Białystok Puppet Theatre
Built in 1953, this theater was the first in Poland to have a stage built specifically for puppetry. And this is no Punch and Judy affair: the Białystok Puppet Theatre is a reputable institution known for hosting national and international puppetry festivals. Although it does put on children’s shows, usually based on popular fairy tales and fables.  It also holds adult-oriented and experimental performances, including literary adaptations of works by esteemed authors like Nikolai Gogol and Thomas Bernhard. You can even tour the “Puppets’ Cellar”, a small, atmospheric space beneath the main stage in which displays puppets, masks, costumes, and scenery from past productions.

Planty Park
Białystok is part of an area known as the “Green Lungs of Poland” for the quality of its air.  And the sprawling park that occupies over 35 acres near Branicki Palace is the perfect place to enjoy it. Taking a stroll along the park’s avenues and boulevards, you will come across manicured hedges and shrubs, well-tended flowerbeds, sculptures, ponds, and a four-level rose garden. A playground is also in place for kids. Concerts are held in the summer next to the magnificent fountain on Valentine Avenue, which is illuminated at night.
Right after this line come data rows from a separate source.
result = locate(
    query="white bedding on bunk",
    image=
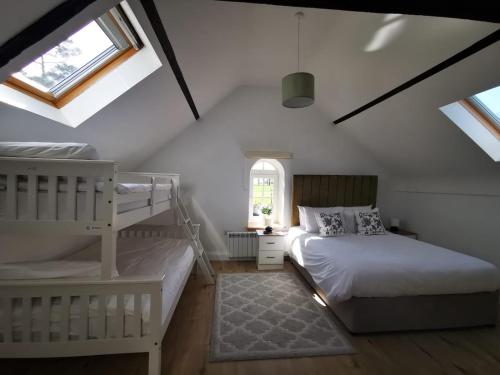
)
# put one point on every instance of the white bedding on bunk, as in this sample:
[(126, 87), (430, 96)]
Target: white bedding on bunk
[(165, 258), (387, 266), (62, 186), (43, 212), (48, 150)]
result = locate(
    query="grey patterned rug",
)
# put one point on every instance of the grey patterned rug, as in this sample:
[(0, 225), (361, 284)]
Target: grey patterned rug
[(270, 315)]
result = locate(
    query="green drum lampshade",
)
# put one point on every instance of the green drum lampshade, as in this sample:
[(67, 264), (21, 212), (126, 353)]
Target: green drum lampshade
[(298, 90)]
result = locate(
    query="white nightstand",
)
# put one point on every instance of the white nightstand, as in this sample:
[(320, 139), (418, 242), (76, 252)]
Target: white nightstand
[(271, 250)]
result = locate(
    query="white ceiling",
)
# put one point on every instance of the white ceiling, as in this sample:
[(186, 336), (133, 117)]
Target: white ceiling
[(221, 46)]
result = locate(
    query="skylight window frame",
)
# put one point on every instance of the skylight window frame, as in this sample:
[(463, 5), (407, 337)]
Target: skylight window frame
[(485, 110), (77, 82), (483, 115)]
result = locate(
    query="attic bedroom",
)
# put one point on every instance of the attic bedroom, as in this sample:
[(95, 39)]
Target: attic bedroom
[(249, 187)]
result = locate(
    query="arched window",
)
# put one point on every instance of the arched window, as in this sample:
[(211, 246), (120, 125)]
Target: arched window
[(266, 191)]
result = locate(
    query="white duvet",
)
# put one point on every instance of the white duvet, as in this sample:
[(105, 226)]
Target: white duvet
[(387, 266)]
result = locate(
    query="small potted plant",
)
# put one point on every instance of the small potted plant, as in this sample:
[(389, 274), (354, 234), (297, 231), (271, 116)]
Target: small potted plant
[(267, 211)]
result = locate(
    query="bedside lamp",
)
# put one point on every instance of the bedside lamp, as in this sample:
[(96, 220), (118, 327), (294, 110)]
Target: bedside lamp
[(394, 225)]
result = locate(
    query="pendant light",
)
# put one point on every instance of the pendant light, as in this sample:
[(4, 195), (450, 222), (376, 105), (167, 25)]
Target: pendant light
[(298, 88)]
Aleksander Wegierko Theater
Bialystok’s premier theater honors Aleksander Wegierko, who created it in 1940.  He arrived in the city as the head of a group of Warsaw actors who had fled Poland’s capital.  They escaped persecution by the Germans.  He established the first permanent company at the theater that stages performances here ever since then. Today it caters to all expectations, from discerning, artistically minded theater-goers to children and lovers of humor and entertainment. Original works are performed as well as classical drama and modern works by Polish and foreign playwrights.

Historical Museum in Białystok
Beautiful building in Art Nouveau style is home to archives that tell the story of Bialystok and Podlasie.  It traces the city multicultural heritage long back in time.  This Historical Museum houses the only in Poland collection of items related to the Tatar settlement of the Polish-Lithuanian-Belarussian region.  The exhibition also presents the history of Jewish Community living in Bialystok for ages and who suffered immensely under German occupation during World War II. Tallitot (prayer shawls) andmezuzot (parchments inscribed with verses from the Torah) are on display. Also of note is a model of Białystok as it was in the 18th century.

Kosciuszko Market Square

This public space, with the town hall at one end and the cathedral at another, is the true heart of Białystok. With cafés and restaurants, pubs and bars, it is a bustling area of commerce and communication for the people of the city. Rows of houses line the square, some of which are decorated with the portraits of famous individuals from the region.  You can see Duchess Anna of Siemiatycze - the Enlightenment reformer and Adrian Krzyzanowski - the mathematician, physicist and historian. Occasionally markets will spring up here that evoke those held in past centuries when Jewish merchants set up stalls to sell their wares.